There were many initiatives, in which numerous Wikimedia chapters have been involved. Behind the scenes, we also created images, both in language and in graphics, conducted discussions and presented information papers. In the last few days before the vote, however, the protest became particularly effective through the involvement of many Wikipedias. The respective communities have set a signal that was hugely impressive.

Banner campaigns ran here:

* German Wikipedia (in May)

* Polish Wikipedia

* English Wikipedia

* Slovenian Wikipedia


* Latvian Wikipedia

* Estonian Wikipedia

Blackouts with Banner Explanation:

* Italian Wikipedia

* Spanish Wikipedia

Original picture Rodrigo Tetsuo Argenton and Wikimedia foundation, Modifications by Mattes and Bernd Fiedler (WMDE), CC BY-SA 3.0

This has clearly contributed to the result. Without going too much into detail: We can name a number of MEPs who, after launching the banners and blackouts, have either made known or even changed their positions in favor of today’s outcome.

Room for improvement?

In the end, there must not be an obligation to scan all of users’ Internet traffic. In addition, the regulations must be future-proof. We want good rules instead of many exceptions.
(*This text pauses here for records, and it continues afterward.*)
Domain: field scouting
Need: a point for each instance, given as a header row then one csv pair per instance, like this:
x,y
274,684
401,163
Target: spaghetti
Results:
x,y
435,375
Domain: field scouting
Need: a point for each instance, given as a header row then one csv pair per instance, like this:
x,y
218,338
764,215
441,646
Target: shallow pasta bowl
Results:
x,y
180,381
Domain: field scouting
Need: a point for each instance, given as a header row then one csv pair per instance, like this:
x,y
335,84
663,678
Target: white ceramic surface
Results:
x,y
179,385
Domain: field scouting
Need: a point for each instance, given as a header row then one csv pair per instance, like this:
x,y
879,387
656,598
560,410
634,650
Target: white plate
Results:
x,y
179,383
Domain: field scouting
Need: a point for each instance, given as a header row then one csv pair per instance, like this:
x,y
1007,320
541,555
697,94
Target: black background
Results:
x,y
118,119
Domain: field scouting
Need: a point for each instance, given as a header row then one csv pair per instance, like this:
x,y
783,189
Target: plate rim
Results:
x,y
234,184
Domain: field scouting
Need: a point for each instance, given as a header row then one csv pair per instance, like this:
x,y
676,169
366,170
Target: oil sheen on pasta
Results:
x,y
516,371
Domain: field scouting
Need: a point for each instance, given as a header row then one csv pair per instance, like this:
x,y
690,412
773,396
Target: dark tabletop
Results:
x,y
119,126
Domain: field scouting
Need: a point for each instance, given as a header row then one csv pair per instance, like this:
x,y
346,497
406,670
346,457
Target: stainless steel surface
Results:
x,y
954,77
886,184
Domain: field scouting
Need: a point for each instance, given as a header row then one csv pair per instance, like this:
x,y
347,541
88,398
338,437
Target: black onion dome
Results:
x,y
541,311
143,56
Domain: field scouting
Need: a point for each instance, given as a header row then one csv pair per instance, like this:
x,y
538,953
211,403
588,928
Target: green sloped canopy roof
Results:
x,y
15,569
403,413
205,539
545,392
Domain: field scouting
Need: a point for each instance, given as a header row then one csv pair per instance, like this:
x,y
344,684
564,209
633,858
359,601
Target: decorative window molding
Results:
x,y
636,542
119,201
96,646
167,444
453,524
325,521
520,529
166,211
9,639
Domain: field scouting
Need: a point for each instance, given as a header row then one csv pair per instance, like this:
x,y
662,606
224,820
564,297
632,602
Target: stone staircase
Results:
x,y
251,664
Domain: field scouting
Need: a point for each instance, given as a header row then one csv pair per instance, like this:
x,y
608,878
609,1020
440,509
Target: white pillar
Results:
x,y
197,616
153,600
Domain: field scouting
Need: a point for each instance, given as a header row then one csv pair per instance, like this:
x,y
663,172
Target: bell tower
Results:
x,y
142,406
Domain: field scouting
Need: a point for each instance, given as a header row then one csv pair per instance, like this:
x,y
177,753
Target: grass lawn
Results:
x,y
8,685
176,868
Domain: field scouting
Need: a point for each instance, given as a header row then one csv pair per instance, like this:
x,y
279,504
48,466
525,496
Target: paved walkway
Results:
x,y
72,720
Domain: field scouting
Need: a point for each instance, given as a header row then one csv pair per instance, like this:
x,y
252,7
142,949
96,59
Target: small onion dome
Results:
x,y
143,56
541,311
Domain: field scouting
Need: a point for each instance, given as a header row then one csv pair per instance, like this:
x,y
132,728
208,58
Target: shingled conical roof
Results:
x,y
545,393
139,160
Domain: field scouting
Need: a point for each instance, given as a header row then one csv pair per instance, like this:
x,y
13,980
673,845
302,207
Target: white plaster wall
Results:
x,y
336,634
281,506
We hope that the European Parliament will address, in particular Articles 3 (text and data mining), Article 11 (ancillary copyright), Article 13 (liability regime and upload filters) and finally harmonize freedom of panorama throughout Europe.

This should do the trick!

The compromise formula of rapporteur MEP Catherine Stihler, in charge of Article 13, has already been approved by the Internal Market Committee (IMCO) and the Committee on Civil Liberties, Justice and Home Affairs (LIBE). The same should be done by the European Parliament. Article 13 would then be much less problematic without letting the platforms off the hook.

An even better approach improves the author’s position without changing the liability system of the network: An API requirement for market-dominant platforms. These very big players (YouTube, Facebook and others) would then have to offer special interfaces to their systems, which allow rights-holders to search for copyright infringements directly at the database level and – after the upload, not before – to eventually mark material for deletion.

Who decides?

In September, after Parliament has decided on the IMCO version of the legislative proposal, or on individual amendments or a whole new text, the law goes into negotiations with the Council of the EU and the EU Commission, into the so-called trilogue.

Both institutions have already voted in favor of an ancillary copyright and upload filter. In the case of two against one, the outcome of the trilogue negotiations may end up being significantly worse than the proposal that has failed in Parliament today. Afterwards, the parliament decides again, then in second reading, about this result of the trilogue. Then, changes are possible again, but very unlikely. Finally, the reform is either adopted as it comes out of the trilogue or completely discarded. Another round of trilogues is conceivable, but also unlikely.